Apoyos, críticas y dudas sobre su impacto
Human Rights Watch consideró la prohibición como un cambio positivo y largamente esperado. La organización sostuvo que, durante demasiado tiempo, los gobiernos habían respondido a las violaciones del derecho internacional con declaraciones, pero con pocas acciones concretas.
ActionAid UK calificó la medida como bienvenida y significativa, aunque tardía. La presidencia palestina también expresó su respaldo.
Las principales críticas surgieron de organizaciones de la comunidad judía británica y de la oposición conservadora. El rabino jefe del Reino Unido, Ephraim Mirvis, habló de “un día oscuro para los judíos británicos”. El Consejo de Liderazgo Judío consideró la decisión “profundamente irresponsable”.
Tom Tugendhat, portavoz conservador de Exteriores, advirtió que convertir a Israel en un Estado paria podría alimentar divisiones sectarias dentro del Reino Unido.
También aparecieron reparos dentro del Partido Laborista. Algunos parlamentarios temen que las sanciones terminen fortaleciendo políticamente a Netanyahu antes de las elecciones israelíes.
Bloomberg informó que diplomáticos británicos habrían comunicado en privado a sus pares estadounidenses que las medidas eran, en gran parte, simbólicas. El Gobierno británico no confirmó esa versión. Funcionarios del Foreign Office insistieron en que el paquete no constituye un boicot general contra Israel.

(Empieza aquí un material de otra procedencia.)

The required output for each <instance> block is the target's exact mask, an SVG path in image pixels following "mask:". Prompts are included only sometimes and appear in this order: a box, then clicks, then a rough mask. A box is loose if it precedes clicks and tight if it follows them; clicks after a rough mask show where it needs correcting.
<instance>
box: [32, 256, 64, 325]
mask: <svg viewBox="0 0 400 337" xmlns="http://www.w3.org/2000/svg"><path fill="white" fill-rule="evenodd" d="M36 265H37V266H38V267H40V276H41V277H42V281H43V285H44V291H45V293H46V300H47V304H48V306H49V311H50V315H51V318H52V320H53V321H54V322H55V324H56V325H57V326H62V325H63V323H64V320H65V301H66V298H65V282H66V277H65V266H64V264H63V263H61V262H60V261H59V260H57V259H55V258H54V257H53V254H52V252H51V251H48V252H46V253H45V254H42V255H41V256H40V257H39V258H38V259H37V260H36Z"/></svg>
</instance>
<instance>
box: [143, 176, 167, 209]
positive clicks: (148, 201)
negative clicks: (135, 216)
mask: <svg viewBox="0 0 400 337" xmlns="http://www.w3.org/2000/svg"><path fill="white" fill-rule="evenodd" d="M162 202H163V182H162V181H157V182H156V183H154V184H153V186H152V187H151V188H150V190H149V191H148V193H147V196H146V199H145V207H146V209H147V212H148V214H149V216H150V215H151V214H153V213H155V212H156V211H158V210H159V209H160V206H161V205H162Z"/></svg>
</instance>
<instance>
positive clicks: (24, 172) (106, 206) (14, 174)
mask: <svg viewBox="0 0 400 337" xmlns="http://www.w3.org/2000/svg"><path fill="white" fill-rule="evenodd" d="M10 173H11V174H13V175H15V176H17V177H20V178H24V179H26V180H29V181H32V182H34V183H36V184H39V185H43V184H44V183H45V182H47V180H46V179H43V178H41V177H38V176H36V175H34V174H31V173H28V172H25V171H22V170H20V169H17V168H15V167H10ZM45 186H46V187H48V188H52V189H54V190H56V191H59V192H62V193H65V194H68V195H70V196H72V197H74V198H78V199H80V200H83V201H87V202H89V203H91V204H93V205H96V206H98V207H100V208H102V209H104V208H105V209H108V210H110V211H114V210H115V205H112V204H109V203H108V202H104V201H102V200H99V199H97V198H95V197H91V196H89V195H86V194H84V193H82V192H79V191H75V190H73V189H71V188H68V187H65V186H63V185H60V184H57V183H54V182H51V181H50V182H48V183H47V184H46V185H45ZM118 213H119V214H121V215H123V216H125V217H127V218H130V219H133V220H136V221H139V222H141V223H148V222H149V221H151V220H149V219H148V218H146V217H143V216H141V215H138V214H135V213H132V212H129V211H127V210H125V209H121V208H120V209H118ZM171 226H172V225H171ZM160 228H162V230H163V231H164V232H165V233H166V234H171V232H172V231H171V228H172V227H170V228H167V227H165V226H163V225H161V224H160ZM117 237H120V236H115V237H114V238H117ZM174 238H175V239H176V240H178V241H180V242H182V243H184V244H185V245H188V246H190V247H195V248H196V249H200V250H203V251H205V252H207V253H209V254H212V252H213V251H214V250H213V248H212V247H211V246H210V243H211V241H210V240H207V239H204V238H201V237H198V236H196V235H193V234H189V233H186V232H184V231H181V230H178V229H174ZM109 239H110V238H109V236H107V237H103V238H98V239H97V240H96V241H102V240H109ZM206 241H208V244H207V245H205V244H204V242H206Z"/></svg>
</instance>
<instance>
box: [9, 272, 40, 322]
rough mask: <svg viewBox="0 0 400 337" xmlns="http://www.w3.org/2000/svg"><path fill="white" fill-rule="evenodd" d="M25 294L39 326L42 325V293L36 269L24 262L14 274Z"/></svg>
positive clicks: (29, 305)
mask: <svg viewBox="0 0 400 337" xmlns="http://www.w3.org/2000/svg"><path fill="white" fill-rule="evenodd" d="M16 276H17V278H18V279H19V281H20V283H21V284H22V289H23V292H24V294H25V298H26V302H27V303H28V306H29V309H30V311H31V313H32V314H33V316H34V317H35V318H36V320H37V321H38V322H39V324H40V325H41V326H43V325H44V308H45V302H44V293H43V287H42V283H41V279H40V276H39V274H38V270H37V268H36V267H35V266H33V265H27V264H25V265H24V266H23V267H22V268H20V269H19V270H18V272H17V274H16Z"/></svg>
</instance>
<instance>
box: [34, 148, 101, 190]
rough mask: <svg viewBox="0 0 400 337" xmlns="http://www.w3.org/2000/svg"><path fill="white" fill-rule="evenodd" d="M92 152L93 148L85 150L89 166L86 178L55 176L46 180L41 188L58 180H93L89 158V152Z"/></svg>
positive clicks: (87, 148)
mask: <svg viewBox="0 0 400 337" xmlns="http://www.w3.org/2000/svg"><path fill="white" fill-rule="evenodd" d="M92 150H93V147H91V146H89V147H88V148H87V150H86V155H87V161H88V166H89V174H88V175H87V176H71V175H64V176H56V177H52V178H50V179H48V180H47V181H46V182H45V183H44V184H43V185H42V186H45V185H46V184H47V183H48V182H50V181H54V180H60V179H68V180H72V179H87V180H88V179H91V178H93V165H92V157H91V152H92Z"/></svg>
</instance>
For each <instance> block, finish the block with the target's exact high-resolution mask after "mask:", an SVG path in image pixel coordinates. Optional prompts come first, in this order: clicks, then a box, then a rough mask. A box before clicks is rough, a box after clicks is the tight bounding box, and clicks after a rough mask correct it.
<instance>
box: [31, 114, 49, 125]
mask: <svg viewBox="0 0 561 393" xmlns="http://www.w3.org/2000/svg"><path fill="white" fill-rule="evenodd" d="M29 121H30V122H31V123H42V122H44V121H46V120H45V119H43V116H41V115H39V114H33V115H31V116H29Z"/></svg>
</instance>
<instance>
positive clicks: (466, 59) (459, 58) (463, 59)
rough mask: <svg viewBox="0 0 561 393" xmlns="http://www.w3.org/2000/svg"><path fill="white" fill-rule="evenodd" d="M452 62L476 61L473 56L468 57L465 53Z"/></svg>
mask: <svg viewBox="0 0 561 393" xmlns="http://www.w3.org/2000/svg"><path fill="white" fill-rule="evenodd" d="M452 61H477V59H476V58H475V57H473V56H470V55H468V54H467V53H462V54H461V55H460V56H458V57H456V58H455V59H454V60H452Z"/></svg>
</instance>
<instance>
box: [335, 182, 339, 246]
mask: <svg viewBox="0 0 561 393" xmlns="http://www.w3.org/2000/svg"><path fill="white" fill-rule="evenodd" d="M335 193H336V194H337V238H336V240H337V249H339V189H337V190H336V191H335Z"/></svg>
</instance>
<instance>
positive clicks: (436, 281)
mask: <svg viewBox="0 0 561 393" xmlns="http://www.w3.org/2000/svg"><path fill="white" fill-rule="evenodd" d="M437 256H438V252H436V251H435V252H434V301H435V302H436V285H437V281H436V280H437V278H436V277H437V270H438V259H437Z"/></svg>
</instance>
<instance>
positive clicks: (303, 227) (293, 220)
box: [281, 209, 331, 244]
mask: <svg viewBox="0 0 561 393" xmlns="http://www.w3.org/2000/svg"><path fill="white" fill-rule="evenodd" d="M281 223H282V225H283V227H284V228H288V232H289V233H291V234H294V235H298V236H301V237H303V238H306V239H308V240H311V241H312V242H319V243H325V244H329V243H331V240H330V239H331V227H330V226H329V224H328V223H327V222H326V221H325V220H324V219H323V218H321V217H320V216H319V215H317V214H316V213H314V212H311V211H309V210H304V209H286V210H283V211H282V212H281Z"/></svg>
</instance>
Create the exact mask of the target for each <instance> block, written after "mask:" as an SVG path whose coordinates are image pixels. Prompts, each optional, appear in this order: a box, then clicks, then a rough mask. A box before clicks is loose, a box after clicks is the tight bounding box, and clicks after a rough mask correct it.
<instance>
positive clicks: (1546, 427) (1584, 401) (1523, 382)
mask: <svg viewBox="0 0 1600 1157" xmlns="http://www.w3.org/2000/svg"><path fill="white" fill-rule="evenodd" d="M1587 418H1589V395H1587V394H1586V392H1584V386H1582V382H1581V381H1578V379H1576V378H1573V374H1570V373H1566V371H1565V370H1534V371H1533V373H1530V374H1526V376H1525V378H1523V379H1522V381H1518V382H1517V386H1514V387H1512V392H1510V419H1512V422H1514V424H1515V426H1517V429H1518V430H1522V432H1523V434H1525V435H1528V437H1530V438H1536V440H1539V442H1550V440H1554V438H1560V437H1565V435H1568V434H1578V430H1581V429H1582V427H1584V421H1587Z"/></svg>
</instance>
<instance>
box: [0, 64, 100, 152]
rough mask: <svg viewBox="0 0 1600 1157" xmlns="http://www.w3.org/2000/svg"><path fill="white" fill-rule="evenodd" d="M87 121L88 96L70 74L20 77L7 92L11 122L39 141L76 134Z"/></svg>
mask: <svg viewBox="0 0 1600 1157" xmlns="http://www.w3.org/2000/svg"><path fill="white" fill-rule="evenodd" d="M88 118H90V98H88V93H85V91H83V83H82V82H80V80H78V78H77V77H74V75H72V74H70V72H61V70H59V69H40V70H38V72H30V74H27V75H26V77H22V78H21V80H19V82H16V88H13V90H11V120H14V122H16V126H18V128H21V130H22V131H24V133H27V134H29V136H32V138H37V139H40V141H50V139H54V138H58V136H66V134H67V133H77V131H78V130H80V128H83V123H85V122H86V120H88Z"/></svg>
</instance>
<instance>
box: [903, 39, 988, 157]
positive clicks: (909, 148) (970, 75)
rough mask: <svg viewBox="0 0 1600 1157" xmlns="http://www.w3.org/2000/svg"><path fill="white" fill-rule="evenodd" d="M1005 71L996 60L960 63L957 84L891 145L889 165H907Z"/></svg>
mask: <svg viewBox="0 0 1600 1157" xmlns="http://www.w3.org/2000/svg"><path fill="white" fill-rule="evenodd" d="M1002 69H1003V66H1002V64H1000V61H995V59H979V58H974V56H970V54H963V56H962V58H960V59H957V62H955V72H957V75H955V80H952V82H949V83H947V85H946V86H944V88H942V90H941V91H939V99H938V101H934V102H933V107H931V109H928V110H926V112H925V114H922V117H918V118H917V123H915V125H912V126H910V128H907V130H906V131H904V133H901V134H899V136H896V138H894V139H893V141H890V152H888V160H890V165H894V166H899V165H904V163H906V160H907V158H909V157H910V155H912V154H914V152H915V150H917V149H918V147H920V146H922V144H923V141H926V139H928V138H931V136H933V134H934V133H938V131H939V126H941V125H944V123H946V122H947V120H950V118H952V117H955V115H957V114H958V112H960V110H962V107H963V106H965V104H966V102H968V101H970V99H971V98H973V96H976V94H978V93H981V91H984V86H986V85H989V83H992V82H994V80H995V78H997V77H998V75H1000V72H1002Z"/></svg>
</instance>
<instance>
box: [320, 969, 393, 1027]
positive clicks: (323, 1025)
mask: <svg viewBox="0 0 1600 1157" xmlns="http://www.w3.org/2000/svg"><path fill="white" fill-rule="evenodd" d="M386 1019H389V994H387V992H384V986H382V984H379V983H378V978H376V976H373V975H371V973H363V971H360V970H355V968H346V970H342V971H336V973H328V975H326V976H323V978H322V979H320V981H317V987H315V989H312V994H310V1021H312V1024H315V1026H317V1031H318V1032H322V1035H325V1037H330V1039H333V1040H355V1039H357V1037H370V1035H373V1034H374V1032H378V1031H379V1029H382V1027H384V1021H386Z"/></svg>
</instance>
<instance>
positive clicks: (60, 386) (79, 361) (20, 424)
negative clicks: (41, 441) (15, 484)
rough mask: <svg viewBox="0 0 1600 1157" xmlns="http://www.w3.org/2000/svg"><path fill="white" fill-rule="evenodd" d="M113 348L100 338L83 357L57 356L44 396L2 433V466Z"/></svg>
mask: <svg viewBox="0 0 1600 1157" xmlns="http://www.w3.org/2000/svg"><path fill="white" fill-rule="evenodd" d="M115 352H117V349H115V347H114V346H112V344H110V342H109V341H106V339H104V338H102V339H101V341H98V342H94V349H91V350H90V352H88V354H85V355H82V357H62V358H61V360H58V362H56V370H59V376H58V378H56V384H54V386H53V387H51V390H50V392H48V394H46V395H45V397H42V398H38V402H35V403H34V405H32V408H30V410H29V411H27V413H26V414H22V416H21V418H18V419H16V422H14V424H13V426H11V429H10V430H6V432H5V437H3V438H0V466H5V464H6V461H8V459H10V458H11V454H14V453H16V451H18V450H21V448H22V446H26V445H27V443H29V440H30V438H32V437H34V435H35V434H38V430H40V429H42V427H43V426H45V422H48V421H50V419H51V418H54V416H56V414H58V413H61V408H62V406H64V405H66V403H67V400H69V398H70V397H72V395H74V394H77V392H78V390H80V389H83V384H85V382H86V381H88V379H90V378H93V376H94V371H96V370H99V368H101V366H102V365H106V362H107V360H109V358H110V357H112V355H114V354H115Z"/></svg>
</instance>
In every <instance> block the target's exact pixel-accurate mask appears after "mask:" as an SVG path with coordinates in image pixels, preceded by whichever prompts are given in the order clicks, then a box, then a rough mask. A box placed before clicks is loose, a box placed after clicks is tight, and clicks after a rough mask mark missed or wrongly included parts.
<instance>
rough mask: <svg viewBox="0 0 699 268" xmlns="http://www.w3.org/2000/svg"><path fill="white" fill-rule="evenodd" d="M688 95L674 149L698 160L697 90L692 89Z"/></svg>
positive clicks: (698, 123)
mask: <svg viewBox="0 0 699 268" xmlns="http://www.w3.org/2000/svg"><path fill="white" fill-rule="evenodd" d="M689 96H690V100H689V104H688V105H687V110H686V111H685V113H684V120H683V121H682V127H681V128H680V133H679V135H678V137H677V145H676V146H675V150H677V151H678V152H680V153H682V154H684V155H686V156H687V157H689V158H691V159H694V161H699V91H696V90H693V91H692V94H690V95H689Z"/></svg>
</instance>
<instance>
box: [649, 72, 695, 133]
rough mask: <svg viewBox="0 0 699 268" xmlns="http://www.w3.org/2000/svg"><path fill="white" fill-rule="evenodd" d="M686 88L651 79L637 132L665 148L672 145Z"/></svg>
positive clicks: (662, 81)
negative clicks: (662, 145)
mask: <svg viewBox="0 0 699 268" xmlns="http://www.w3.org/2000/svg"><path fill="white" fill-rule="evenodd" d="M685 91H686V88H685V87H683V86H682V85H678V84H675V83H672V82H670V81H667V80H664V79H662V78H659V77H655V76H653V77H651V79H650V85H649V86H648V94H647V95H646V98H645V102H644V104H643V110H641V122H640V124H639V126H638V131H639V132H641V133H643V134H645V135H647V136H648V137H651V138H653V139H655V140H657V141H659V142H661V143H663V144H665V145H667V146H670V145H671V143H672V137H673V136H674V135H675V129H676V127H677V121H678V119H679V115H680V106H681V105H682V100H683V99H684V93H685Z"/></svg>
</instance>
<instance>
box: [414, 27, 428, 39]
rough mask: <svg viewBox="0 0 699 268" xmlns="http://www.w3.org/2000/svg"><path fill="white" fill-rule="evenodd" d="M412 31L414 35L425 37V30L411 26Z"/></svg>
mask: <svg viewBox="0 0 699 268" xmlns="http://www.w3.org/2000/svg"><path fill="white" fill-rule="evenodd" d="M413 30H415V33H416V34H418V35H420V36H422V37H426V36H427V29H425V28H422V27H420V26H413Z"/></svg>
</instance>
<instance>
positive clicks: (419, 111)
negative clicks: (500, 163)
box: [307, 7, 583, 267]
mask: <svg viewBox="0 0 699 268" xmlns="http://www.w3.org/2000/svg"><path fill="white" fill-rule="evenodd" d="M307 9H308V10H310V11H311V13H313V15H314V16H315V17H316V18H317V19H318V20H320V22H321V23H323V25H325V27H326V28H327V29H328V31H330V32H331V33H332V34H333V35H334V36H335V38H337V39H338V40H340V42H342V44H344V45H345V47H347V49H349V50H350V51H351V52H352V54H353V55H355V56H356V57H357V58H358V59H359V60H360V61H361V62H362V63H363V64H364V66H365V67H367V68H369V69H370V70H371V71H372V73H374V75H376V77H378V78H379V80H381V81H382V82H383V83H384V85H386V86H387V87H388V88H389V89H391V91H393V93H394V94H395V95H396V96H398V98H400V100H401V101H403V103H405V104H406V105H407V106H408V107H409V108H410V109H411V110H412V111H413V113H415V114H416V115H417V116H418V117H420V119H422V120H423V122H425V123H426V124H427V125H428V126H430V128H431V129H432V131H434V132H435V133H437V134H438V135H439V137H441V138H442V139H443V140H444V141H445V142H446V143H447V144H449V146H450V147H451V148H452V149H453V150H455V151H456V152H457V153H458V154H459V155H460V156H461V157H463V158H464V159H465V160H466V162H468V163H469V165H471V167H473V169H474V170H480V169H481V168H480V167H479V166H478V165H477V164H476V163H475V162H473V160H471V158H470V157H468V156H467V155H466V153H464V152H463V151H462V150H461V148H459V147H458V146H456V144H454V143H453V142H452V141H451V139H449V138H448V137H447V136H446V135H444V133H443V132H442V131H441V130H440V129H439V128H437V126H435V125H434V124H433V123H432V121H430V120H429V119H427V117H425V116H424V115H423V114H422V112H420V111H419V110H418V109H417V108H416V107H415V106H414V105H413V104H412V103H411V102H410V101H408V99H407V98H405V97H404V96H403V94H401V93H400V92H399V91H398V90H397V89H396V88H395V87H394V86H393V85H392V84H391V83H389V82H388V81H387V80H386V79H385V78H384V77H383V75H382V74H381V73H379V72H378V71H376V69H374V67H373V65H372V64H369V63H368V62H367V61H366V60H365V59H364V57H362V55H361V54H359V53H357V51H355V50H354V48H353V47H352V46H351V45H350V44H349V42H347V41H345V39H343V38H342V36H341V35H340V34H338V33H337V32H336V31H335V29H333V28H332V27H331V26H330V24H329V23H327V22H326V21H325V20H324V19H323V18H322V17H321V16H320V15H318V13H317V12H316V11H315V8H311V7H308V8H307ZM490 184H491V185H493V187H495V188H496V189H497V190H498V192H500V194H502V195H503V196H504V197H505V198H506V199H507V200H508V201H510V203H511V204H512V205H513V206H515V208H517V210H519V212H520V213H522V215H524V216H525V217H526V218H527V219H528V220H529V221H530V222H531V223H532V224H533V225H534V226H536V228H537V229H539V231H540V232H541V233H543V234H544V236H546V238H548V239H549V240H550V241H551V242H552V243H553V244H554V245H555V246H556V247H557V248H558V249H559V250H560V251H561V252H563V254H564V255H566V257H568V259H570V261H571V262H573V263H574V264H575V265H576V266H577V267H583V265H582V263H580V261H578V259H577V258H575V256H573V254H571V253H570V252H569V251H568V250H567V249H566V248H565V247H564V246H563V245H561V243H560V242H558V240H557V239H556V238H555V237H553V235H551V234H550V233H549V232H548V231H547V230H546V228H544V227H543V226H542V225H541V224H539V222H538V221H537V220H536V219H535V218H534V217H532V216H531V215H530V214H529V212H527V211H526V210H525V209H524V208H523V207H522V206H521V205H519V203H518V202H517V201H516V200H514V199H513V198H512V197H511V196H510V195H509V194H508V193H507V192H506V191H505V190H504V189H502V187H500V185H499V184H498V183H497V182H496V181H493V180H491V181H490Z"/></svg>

Una decisión pendiente de aplicación
El compromiso político deberá ahora transformarse en normas concretas. Aún falta definir la redacción y la entrada en vigor del régimen británico, así como el alcance de sus excepciones religiosas.
También están pendientes los detalles de las prohibiciones anunciadas por Francia y Canadá, el resultado de la propuesta francesa para extender el veto a toda la Unión Europea y la conversión en leyes nacionales de los compromisos asumidos por los países que prometieron apoyar nuevas acciones.
En paralelo, avanza el plazo de 30 días impuesto por Israel para el cierre del consulado británico en Jerusalén Este.
La iniciativa abre un nuevo frente de presión sobre Israel. Por primera vez, un grupo coordinado de países occidentales vincula de forma directa sus relaciones comerciales con la política de asentamientos, mientras Estados Unidos se mantiene fuera del bloque sin condenarlo abiertamente.
El impacto real de la medida dependerá de la rapidez y el alcance con que cada gobierno la implemente, así como de la posibilidad de que otros países europeos se sumen al veto promovido por Francia.